See Caputo's comments at this link. Here are excerpts from Hagglund's response:
"We can thus understand why Derrida insists on a distinction between faith, on the one hand, and the religious ideal of absolute immunity (the unscathed) on the other. The two are usually conflated in the notion of religious faith, which is understood as the faith in an absolute good that is safe from the corruption of evil. Drawing on his logic of radical evil, however, Derrida reads the religious ideal of absolute immunity against itself. To have faith in the good is not to have faith in something that can be trusted once and for all. On the contrary, the good is autoimmune because evil is inherent in its own constitution. As Derrida emphasizes, there is 'nothing immune, safe and sound, heilig and holy, nothing unscathed in the most autonomous living present without a risk of autoimmunity.' The argument here—articulated in Derrida's main essay on religion, 'Faith and Knowledge'—is that the very movement of sacralization is contradicted from within by a constitutive autoimmunity. To hold something to be sacred is to seek to immunize it, to protect it from being violated or corrupted. Yet one cannot protect anything without committing it to a future that allows it to live on and by the same token exposes it to corruption” (132).
"The unconditional is the spacing of time that is the structure of the here and now, the structure of what happens, of the event.... I argue that both Caputo and a number of other influential readers of Derrida have misconstrued the logic of the relation between the unconditional and the conditional. What is 'called' for by the unconditional is not something unconditional (e.g. unconditional love) but rather acts of engagement and performative commitments that are conditional responses to an unconditional exposure. That performative acts are conditional does not mean that they are determined in advance but that they are dependent on a context that is essentially vulnerable to change. This unconditional exposure may always alter or undermine the meaning of the performative act and is therefore not reducible to it" (137).

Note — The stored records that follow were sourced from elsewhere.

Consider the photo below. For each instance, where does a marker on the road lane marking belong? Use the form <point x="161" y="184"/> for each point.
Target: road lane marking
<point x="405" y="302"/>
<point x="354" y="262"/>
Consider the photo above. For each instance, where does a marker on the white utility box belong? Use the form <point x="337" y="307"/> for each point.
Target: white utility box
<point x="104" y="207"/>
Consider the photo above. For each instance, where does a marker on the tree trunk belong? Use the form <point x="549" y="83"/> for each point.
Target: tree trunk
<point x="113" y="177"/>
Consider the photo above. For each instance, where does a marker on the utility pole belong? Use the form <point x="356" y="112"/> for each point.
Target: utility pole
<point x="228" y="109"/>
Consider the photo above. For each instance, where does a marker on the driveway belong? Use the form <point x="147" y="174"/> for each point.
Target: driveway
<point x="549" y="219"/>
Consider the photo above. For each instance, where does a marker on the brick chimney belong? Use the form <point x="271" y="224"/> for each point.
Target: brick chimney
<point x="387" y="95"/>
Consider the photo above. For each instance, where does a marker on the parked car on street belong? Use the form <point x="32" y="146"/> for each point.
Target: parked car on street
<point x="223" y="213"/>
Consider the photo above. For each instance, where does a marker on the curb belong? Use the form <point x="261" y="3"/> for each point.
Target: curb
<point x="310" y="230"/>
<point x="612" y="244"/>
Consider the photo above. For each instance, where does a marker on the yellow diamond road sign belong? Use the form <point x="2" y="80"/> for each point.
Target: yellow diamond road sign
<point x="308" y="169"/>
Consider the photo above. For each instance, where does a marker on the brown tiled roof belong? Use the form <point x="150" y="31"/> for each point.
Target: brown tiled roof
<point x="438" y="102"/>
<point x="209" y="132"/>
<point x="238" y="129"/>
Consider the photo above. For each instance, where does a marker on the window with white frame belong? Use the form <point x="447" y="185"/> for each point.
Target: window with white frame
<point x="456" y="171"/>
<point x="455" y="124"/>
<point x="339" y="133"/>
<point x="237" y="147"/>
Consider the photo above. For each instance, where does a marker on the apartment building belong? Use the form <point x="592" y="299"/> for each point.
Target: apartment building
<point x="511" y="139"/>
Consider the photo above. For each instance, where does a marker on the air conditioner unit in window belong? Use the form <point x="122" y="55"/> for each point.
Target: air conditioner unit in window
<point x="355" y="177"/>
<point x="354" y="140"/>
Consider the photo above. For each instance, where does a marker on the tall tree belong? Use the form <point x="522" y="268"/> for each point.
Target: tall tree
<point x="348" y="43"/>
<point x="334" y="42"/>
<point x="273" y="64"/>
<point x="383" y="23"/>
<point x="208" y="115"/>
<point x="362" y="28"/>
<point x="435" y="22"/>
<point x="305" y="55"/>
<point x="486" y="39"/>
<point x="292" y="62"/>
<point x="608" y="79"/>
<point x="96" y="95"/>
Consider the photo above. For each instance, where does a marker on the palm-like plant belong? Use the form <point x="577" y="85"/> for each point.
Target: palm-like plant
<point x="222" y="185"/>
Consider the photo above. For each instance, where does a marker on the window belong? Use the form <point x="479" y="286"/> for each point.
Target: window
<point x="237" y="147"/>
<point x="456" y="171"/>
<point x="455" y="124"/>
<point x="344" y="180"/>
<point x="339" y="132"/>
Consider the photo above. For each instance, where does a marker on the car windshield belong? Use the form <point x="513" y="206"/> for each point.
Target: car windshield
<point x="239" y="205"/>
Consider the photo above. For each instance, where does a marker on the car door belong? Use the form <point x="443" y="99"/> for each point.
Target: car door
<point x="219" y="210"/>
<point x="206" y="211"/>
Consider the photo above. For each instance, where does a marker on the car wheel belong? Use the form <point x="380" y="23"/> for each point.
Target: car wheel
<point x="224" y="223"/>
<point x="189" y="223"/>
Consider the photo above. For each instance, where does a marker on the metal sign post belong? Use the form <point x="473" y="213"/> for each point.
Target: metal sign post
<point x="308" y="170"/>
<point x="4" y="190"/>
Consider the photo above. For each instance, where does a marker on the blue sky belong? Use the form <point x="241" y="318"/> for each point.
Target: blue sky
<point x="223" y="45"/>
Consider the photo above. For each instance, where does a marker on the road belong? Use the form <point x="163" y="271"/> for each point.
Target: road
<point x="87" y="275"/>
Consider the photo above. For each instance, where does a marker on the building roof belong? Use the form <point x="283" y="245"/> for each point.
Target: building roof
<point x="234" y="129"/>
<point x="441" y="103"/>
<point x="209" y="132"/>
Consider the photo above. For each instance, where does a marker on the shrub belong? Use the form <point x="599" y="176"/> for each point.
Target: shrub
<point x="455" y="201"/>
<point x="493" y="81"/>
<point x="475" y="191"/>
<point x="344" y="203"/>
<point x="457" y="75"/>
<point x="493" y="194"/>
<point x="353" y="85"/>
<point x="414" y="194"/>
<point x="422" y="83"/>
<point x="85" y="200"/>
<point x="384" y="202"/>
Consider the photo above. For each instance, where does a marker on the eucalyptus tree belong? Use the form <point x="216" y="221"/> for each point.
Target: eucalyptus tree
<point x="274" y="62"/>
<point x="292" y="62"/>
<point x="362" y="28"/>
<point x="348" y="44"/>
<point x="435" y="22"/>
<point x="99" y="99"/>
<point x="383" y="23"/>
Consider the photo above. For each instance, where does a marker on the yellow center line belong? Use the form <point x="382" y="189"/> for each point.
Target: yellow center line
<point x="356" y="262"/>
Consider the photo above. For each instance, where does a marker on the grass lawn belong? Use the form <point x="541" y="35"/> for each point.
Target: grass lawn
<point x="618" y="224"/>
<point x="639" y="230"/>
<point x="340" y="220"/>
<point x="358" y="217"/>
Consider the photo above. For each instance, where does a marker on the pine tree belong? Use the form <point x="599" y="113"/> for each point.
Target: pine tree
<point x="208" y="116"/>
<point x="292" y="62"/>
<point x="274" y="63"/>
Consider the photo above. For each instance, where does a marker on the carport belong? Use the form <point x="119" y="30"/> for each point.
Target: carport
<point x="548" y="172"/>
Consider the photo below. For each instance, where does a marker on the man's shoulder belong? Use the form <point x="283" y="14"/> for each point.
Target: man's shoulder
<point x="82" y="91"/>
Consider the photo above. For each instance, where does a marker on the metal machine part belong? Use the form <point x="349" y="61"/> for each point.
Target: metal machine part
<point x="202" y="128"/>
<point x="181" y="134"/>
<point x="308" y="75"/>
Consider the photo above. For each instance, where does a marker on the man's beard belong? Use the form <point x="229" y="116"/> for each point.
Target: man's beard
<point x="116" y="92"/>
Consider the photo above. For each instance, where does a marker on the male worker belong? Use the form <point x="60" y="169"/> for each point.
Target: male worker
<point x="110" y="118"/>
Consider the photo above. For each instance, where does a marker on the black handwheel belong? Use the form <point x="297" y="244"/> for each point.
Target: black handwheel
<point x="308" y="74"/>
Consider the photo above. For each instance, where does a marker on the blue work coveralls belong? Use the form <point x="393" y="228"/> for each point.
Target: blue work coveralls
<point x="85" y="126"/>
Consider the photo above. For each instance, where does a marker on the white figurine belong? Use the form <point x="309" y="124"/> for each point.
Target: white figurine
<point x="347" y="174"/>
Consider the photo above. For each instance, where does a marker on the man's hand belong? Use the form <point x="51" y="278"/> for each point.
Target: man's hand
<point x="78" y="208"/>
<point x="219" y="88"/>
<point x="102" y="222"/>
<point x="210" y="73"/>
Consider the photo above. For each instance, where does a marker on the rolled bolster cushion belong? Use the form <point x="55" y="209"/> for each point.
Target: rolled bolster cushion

“The impossible for Derrida is not somewhere we can never go—or something we can never reach—but rather where we always find ourselves to be. The impossible is what happens all the time, since it designates the impossibility of being in itself that is the condition of temporality.... That we desire the impossible, then, does not mean that we desire something above or beyond the possible. On the contrary, it means that whatever we desire is constituted by temporal finitude, which makes it impossible for it to be in itself. This impossibility of being in itself has traditionally been regarded as a negative predicament that we desire to overcome, since it opens for corruption at every moment. Derrida‟s radical atheist argument, however, is that the impossibility of being in itself is not a negative predicament. Rather, the impossibility of being in itself opens the chance of everything we desire and the threat of everything we fear” (141).